Waitingrooms of hospitals are grim places at the best of times, let alone when you have a small child undergoing surgery.

The wait was taking its toll on both of us. The worst thing a doctor can do is become emotionally involved with a patient, and I had complete faith in Mark and his team but the minutes ticked by with agonising slowness. I forced myself to flick through dog eared magazines filled with endless photographs and gossip about Princess Diana and her latest flame.

After a cursory inspection of modern royalty, Nat lost interest and if he had not been on crutches, he would have been pacing the floor instead of tapping the toe of his shoe with the end of the crutch.

The last few days had not been easy. Nat, like most convalescent males, was not the best of patients but I found Christian took most of my time and energy. Despite my years of medical training, adjusting to life with a two-year-old, particularly an ill two-year-old, in an unfamiliar setting, presented its challenges.

Nat did what he could but, as dislocated as his son and hampered by the injury to his leg, he drew into himself and spent the day propped up on the sofa watching television. Even the crutches I borrowed for him didn’t improve his mood.

The reality of Nat’s situation began when I handed Nat a pen to sign the consents. As he turned it over in his hand, I sighed. He’d had no cause to write on his previous visit. A modern biro would be completely unfamiliar. He pushed the forms to one side, drew a piece of paper toward him and scratched his signature a few times. I grimaced; the florid seventeenth-century writing would raise questions. He huffed out an exasperated sigh and after some practice reduced his signature to a more acceptable basic twentieth-century scrawl.

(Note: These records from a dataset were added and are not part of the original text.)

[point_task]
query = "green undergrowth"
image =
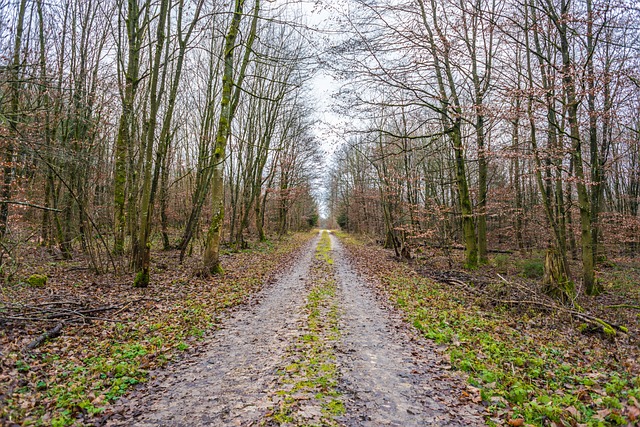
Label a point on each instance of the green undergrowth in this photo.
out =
(520, 368)
(307, 392)
(75, 377)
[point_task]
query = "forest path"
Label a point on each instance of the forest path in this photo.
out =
(390, 375)
(387, 375)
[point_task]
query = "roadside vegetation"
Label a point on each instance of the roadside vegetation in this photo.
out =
(308, 392)
(113, 335)
(527, 366)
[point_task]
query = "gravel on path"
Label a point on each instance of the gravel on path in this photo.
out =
(390, 375)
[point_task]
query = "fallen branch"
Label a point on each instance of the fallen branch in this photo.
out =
(607, 327)
(50, 334)
(635, 307)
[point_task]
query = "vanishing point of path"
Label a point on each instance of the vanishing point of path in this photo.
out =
(387, 374)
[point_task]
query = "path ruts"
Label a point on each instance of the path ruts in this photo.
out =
(228, 384)
(387, 374)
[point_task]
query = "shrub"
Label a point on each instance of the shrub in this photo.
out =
(37, 280)
(532, 268)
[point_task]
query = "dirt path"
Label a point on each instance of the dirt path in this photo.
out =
(391, 377)
(387, 375)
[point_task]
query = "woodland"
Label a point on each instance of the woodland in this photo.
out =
(163, 157)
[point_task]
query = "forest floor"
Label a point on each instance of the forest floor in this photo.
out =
(529, 360)
(316, 330)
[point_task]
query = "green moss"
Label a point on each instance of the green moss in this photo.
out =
(37, 280)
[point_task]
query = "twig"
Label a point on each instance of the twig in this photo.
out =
(51, 333)
(31, 205)
(636, 307)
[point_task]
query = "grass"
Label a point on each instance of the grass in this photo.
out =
(520, 369)
(72, 378)
(314, 373)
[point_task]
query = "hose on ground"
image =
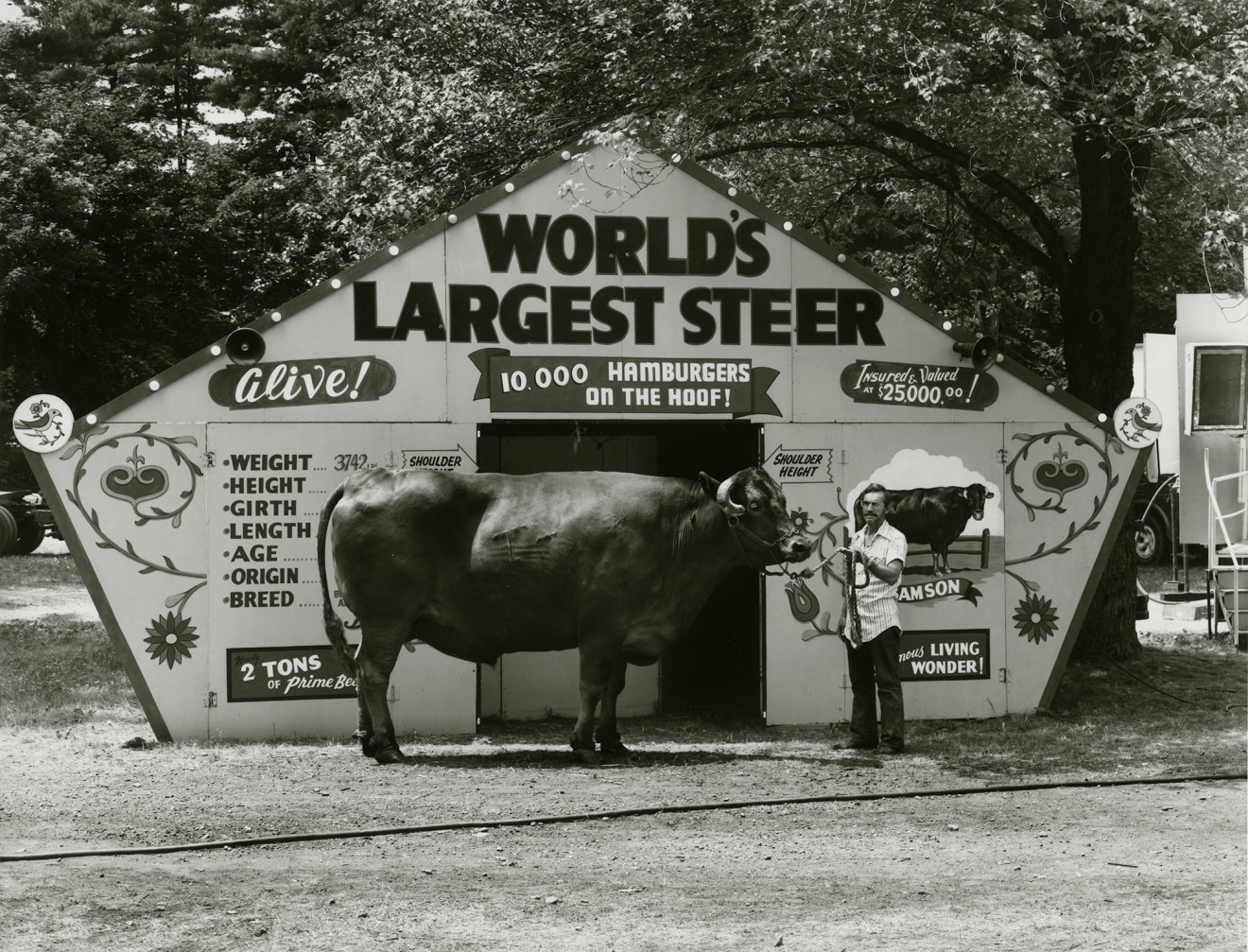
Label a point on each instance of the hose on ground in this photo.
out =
(605, 815)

We had a long road to travel.

‘How much longer?’ Nat asked, breaking the silence.

He had wanted to know what the surgery entailed so I had pulled out my text books and gone through it in detail with him. I’m not sure if it helped.

‘A few more hours. It's complex surgery, Nat.’ I set aside my magazine. ‘Coffee?’ I offered.

He shook his head.

‘Is there a chapel here?’ he asked. I nodded and pointed down the corridor.

He rose awkwardly to his feet and settled the crutches. ‘Show me.’

I led him to the peaceful room and he sat on one of the chairs. He looked up at me and gave me a small, tight smile. ‘Do you mind leaving me, Jessie?’

I shut the door and returned to the waiting room to drink another cup of warm, vaguely coffee-flavored water from the machine in the corner.

By the time Mark came out of the surgery, Nat had returned. He struggled to his feet, his face taut with expectation. Mark looked exhausted and I read the signs. It had not been as straightforward as he would have liked.

‘He’s through,’ Mark said, ‘but the damage was worse than the scans had indicated. He’s a very sick little boy.’ He turned to Nat. ‘How in God’s name did he get to this age without any doctor picking it up?’

Nat met his accusatory eyes. ‘We were not living anywhere near doctors,’ he replied.

‘Where the hell were you living? The Amazon jungle?’

‘Mark!’

He glared at me and his expression softened as he ran a hand over his eyes. ‘Sorry, just a little tired. He’s in recovery. Gown up, if you want to sit with him.’

How many times had I stood in the intensive care unit, just as I did now, looking down at a patient, wondering whether he would live or die, whether we had done enough? Now, for the first time in my life, that professional concern was tinged with sheer panic. What if, after all we had been through, we lost him?